A su derecha, un cormorán irrumpió súbitamente en la superficie del agua y se sacudió; el silencio era tal que la mujer pudo escuchar el golpeteo de sus húmedas y aceitosas alas. Una afilada luna con forma de hoz colgaba sobre la colina y cerca de ella destellaba Venus con un brillo asombroso. El cielo, muy bajo, tenía ahora un color azul verdoso y parecía tan frágil como la cáscara del huevo de un pájaro. Todo era tan hermoso. El cormorán se sumergió de nuevo y las ondas que dejó al desaparecer se expandieron, cada onda deslizándose suave y rápidamente como una anguila. La mujer impulsó los remos con mayor brío y la barca se lanzó hacia delante con presteza.

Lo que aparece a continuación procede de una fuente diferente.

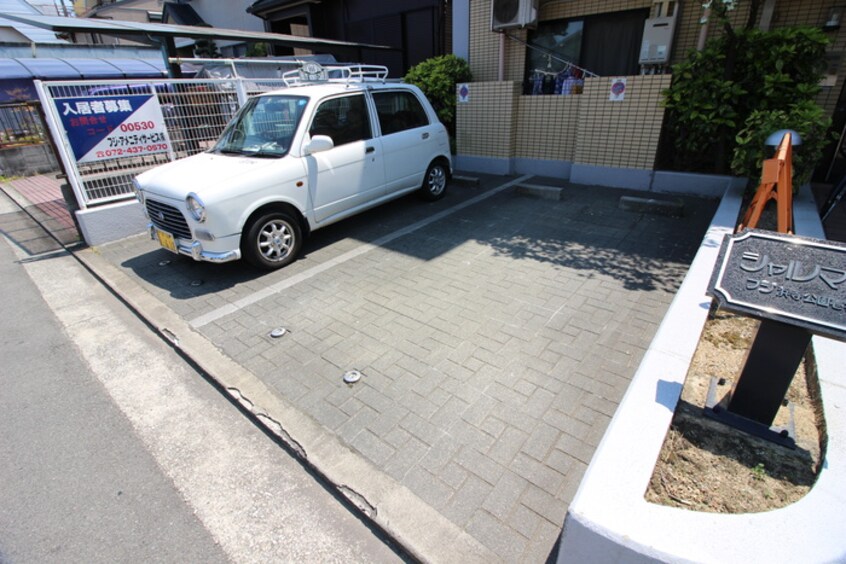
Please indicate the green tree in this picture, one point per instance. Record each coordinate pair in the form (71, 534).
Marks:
(730, 86)
(437, 78)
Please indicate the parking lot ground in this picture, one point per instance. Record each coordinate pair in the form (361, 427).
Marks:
(495, 334)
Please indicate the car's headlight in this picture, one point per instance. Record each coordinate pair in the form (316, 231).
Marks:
(139, 194)
(196, 206)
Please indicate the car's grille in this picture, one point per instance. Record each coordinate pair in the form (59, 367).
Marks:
(168, 218)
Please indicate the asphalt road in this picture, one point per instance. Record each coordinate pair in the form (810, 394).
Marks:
(113, 449)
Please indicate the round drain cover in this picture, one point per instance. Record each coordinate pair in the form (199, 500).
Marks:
(352, 376)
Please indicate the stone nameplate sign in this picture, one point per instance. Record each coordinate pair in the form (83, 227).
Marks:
(796, 280)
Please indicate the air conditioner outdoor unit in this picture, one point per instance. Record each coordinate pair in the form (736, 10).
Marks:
(510, 14)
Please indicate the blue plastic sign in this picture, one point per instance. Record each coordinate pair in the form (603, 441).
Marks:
(102, 128)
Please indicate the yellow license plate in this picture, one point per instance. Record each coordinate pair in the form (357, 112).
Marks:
(166, 241)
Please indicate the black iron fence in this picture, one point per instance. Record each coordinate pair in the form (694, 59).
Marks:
(21, 124)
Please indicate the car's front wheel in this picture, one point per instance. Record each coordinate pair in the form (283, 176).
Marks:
(272, 241)
(434, 183)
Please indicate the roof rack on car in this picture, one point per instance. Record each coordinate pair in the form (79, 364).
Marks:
(312, 73)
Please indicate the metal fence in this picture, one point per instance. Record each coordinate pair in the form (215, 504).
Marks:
(195, 113)
(21, 124)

El hombre y su perro habían desaparecido del muelle, el barco de pesca de langostas había atracado. Débiles ráfagas de música de baile llegaron hasta ella; los pescadores debían de haber sintonizado una estación inglesa en su radio. Veía la cabina iluminada y las sombras de los hombres que se movían. Nunca había percibido con tanta viveza los sonidos e imágenes de aquel mundo acuático. Se adentró más y más en la oscuridad creciente.